Within a year, Eagle offered Woody's the rights to open franchises in new stores in Colorado, California, Nevada and Arizona. Hawaii is still remembered as one of Woody's most recognized market.

In 1998, Eagle Hardware was purchased by the hardware mega-giant Lowe's. After the purchase, Lowe's approached Woody's about providing service to as many of their stores as possible. Locations opened from Hawaii to North Carolina.

Woody's transitioned their name upon their growth on the Mainland to Woody's Chicago Style and the corporate office was then moved in 2000 to Morrison Colorado and then finally to their own facility in 2009 to Lakewood, Colorado.

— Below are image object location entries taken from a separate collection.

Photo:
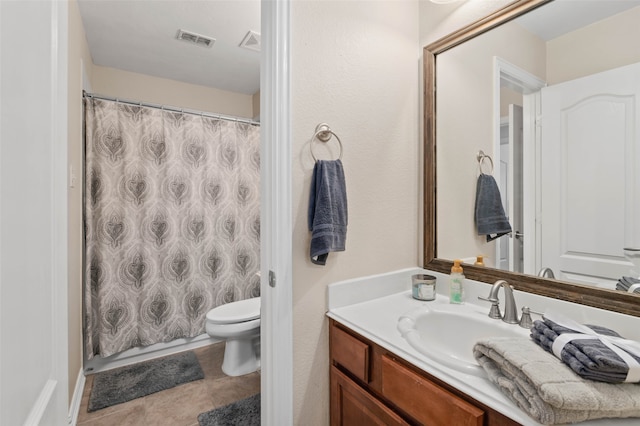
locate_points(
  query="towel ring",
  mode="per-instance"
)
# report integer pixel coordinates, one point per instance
(323, 133)
(481, 157)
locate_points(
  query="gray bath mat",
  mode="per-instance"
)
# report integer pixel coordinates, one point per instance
(245, 412)
(134, 381)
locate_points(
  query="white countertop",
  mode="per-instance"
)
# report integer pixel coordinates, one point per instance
(372, 305)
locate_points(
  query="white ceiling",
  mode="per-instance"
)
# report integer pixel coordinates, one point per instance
(563, 16)
(140, 36)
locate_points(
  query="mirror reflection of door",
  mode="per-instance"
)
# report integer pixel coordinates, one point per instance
(515, 206)
(510, 248)
(516, 100)
(591, 176)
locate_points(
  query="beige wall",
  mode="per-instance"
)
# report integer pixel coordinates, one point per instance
(78, 55)
(354, 65)
(607, 44)
(465, 79)
(140, 87)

Woody's has had a drastic decline in franchised locations in the last five years due to the economic recession. Poor leadership can also be considered a contributing factor. In an email sent to a former franchisee following their declared bankruptcy in 2005 co-founder Coe D. Meyer stated "your foolish people to think you can just walk away from a franchisee commitment with no recourse" while later saying "I suggest you retain an attorney as you are going to need one" after earlier threatening wage garnishment. In a 2002 article Coe D. Meyer said average pre-tax revenue of their hot dog stands could reach "$150,000 a year" then continued to mention one that would be reaching "$300,000 that year" as well.

In 2018, nearly all of their locations are closed, peaking at 86 after stating on their website Lowe's "awarded 300 to developing stores in the west" in the early 2000s.